All agencies have to start reporting the data in 2023. The board’s work informs agencies, the state’s police office training board and state lawmakers as they change policies and seek to decrease racial disparities and bias in policing.
“The data in this report will be used by our profession to evaluate our practices as we continue to strive for police services that are aligned with our communities’ expectations of service,” Chief David Swing, co-chair of the board and past-president of the California Police Chiefs Association, said in a statement.
Fresno’s police department saw the greatest drop in overall stops — 72% — compared to 2019, according to the report. Stops by the Los Angeles County sheriff’s department were down 47%. The Riverside County sheriff’s department saw the smallest drop at just 2.5%.
Of all the recorded stops in 2020, 40% of people were believed to be Hispanic, 16.5% Black, 31.7% white, 5.2% Asian, and 4.7% Middle Eastern or South Asian. Black people make up just 6.5% of the state’s population. Officers stopped 445,000 more white people than Black people, but took action against 9,431 more Black people, according to the report.
Overall, Black people were most likely to be searched, detained, handcuffed and ordered to exit their vehicles. Officers were more likely to use force against Black and Hispanic people, the data showed. People perceived as Asian had a lower chance of having force used against them than white people.
The board provided more in-depth analysis than in past reports for stops of people perceived to be transgender or gender nonconforming and people perceived to have disabilities.
Transgender women had action taken against them nearly 62% of the time, more than people from any other gender identity. They also had the highest rate of being handcuffed or detained, while transgender men had the highest rate of being searched.

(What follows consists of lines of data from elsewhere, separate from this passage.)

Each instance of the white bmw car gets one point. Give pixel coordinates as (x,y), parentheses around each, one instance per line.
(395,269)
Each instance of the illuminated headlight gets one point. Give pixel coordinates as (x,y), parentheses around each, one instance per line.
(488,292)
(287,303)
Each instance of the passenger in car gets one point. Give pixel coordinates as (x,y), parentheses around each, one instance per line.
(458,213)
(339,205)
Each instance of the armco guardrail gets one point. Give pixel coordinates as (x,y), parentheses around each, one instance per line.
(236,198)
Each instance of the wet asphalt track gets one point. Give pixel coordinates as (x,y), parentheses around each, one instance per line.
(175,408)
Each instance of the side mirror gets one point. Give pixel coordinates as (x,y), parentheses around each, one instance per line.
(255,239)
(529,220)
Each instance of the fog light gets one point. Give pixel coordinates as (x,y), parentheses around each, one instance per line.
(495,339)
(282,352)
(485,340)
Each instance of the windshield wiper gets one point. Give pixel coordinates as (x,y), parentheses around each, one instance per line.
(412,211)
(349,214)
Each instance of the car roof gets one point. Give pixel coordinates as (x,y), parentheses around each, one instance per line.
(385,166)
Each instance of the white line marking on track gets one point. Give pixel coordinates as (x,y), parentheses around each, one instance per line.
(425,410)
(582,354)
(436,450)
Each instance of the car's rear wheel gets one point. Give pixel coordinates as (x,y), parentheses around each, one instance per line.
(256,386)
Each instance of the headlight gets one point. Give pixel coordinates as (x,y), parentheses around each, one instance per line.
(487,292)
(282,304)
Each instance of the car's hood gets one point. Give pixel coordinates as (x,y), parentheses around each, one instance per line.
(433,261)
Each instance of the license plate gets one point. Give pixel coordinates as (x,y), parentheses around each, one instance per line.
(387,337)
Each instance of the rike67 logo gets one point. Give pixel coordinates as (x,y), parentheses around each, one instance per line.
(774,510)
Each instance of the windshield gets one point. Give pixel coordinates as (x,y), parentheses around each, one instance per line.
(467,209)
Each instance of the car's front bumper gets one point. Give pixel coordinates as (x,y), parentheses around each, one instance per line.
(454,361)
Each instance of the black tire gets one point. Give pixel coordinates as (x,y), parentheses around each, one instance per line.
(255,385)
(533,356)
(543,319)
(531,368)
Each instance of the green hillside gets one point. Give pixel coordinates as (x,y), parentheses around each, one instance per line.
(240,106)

Police officers used force against people with perceived mental health disabilities five times more than people without.
Among the board’s recommendations to reduce bias against transgender people: Require multiple hours of LGBT-specific training for officers, prohibit frisking of people solely to figure out their gender, and adopt policies that say transgender individuals can’t be asked to remove items like wigs or undergarments unless cisgender people face the same requirement.
The board also recommends agencies adopt written policies committing to end profiling of people with disabilities and providing clear guidance for dealing with people in crisis.
Meanwhile, the board said more legislation or work should be done to clarify a 2020 law that requires peace officers to be “free” of bias against protected groups. The board noted there is a lack of consensus on whether someone can truly be “free” of bias. It suggested lawmakers create funding for research and community groups to come up with better ways to analyze applicants’ implicit biases.